We Went long @1199 (basis Comex February contract).
 
Our stop was hit at 1168 resulting in a $31 loss  ($3100 per Comex contract).
Gold Market Forecast

Downside pressure continues to dominate safe haven investments, specifically gold. Even in light of a weaker US dollar, gold still close fractionally lower on the day.

Given that US dollar weakness today added over six dollars of value, on the surface today's decline in gold prices could be perceived as perplexing. It is the current risk on market sentiment that continues to drive gold prices.

The Dow Jones industrial average closed higher today at yet a new record high. This coupled with the continued short-term optimism which emerged just following our most recent presidential election has been a major impetus for traders and investors to move capital from safe haven to risk on plays.

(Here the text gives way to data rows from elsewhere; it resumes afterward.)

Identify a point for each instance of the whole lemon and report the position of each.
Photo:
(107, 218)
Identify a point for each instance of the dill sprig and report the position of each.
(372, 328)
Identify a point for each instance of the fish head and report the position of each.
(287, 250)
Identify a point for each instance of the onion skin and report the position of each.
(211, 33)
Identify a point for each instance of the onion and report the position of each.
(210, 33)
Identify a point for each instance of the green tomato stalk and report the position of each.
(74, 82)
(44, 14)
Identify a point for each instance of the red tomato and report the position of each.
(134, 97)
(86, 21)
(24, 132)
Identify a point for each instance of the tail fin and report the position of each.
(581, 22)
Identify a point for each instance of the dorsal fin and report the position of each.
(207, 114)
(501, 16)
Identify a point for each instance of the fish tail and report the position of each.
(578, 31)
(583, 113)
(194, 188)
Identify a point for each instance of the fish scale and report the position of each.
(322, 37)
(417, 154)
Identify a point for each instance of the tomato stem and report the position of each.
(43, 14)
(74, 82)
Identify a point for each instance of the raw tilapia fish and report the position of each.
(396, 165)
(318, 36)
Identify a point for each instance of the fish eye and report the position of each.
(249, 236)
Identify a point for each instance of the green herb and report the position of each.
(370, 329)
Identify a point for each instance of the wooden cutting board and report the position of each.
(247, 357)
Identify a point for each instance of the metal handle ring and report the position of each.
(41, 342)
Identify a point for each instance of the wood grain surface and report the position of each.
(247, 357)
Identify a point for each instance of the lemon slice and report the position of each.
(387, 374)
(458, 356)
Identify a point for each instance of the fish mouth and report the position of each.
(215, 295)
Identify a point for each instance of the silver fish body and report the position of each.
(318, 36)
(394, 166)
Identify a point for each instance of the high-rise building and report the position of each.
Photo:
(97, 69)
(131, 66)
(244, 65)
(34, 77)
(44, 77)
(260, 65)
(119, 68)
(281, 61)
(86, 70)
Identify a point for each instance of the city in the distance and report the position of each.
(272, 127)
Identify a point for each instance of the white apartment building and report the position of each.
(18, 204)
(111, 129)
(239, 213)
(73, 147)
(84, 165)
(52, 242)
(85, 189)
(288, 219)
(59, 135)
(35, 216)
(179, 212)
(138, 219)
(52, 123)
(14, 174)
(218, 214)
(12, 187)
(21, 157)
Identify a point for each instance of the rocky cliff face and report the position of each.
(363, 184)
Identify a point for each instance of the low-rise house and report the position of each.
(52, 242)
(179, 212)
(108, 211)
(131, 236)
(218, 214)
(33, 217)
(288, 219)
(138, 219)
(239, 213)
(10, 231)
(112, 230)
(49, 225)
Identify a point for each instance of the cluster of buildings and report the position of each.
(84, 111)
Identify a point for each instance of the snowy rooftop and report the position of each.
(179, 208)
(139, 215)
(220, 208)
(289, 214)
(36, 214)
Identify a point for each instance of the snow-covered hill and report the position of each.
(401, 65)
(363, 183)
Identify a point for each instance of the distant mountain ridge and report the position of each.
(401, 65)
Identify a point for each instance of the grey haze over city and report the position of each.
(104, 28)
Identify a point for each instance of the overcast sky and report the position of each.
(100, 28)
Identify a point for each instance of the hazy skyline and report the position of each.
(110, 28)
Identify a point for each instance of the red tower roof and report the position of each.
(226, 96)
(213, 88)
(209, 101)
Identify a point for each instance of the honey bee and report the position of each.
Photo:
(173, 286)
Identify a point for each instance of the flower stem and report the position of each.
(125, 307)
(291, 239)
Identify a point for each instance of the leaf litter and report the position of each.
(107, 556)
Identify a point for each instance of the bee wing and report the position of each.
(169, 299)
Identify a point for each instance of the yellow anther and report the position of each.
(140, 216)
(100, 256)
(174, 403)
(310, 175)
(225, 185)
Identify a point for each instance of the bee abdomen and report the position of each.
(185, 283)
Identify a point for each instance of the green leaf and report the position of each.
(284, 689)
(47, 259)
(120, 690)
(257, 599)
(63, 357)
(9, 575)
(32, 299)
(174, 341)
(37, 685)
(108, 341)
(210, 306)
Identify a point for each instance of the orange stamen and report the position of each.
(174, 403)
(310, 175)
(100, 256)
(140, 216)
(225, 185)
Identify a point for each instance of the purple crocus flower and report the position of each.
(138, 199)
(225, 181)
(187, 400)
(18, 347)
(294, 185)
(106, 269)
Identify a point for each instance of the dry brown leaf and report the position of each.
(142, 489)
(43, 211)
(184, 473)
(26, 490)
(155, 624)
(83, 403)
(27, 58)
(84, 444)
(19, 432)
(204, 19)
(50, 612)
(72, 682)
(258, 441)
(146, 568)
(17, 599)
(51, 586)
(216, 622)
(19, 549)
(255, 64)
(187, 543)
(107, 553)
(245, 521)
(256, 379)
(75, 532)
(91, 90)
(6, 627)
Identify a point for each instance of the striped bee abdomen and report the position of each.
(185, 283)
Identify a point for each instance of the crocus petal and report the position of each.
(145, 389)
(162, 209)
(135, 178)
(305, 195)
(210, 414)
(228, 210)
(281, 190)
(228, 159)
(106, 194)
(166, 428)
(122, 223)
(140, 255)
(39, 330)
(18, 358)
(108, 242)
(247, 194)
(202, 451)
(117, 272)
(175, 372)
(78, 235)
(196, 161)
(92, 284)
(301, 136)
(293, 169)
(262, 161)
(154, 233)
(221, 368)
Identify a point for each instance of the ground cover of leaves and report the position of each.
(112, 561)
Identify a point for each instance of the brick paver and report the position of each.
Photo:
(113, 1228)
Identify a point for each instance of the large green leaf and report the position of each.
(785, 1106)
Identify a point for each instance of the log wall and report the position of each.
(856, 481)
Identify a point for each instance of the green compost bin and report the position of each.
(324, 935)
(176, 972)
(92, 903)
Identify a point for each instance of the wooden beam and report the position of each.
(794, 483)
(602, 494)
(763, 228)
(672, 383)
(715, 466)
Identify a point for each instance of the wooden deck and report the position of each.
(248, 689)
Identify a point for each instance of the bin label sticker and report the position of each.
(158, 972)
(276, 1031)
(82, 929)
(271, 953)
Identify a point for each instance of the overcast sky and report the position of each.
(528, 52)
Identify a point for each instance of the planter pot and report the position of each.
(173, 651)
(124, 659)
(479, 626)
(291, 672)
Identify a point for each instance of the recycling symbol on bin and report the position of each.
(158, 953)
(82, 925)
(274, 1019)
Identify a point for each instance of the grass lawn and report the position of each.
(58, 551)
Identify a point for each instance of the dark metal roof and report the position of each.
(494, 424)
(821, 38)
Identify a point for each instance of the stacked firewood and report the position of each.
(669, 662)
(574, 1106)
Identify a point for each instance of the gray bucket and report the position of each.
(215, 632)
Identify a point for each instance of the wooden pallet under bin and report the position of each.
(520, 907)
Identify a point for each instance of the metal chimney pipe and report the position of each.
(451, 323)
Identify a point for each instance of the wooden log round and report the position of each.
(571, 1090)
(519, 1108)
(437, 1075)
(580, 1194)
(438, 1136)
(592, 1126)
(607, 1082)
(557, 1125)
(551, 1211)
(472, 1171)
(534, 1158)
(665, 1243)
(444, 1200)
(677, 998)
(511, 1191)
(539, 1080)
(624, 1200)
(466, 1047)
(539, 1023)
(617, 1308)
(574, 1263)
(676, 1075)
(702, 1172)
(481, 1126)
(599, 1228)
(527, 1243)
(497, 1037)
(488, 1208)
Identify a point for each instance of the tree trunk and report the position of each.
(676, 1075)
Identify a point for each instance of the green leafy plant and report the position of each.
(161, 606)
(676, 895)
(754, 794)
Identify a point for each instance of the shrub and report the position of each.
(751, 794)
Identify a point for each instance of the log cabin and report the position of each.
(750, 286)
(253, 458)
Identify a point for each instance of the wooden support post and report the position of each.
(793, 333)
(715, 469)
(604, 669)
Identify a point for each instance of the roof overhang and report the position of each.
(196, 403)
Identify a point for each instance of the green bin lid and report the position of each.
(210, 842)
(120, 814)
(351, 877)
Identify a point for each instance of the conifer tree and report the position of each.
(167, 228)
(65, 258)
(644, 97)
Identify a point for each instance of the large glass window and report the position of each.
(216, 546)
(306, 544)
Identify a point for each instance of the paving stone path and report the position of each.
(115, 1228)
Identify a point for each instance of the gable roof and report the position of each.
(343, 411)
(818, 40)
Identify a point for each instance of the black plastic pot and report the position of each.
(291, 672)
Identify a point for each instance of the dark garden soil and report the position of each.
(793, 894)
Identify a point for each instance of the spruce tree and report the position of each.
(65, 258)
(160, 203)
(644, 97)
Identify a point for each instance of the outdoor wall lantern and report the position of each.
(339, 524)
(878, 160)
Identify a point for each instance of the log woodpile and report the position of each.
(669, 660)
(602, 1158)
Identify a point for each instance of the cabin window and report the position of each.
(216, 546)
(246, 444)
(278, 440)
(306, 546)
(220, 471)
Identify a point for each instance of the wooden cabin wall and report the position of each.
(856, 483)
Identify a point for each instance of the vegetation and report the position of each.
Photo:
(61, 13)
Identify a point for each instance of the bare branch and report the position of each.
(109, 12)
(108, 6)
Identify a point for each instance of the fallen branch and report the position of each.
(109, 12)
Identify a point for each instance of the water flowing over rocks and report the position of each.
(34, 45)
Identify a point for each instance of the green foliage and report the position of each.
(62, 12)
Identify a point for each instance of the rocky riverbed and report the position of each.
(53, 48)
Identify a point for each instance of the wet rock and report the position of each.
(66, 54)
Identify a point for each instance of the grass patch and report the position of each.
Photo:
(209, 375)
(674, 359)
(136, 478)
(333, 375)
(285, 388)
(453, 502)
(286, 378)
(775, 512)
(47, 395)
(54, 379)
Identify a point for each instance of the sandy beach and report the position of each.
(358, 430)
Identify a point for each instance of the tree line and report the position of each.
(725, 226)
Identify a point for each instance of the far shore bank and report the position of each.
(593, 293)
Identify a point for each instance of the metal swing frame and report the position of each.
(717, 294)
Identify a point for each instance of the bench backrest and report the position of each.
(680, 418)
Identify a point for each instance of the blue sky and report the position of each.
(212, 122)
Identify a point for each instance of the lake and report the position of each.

On today's video report we will look at this year's gold prices in context to where gold prices have been, in relation to where they are now.

Trending Markets Forecast

US equities continue to rise although today with mixed messages. 

Although the Dow Jones industrial average did close higher on the day, both the Standard & Poor’s 500 as well as the NASDAQ indexes closed lower.

Crude oil continues its dramatic climb as OPEC member nations reach a production limit. Oil has gained roughly 13% over the last two days of trading.

We also are seeing a continuation of a weaker US dollar, which began roughly a week ago, and continues to trade under pressure.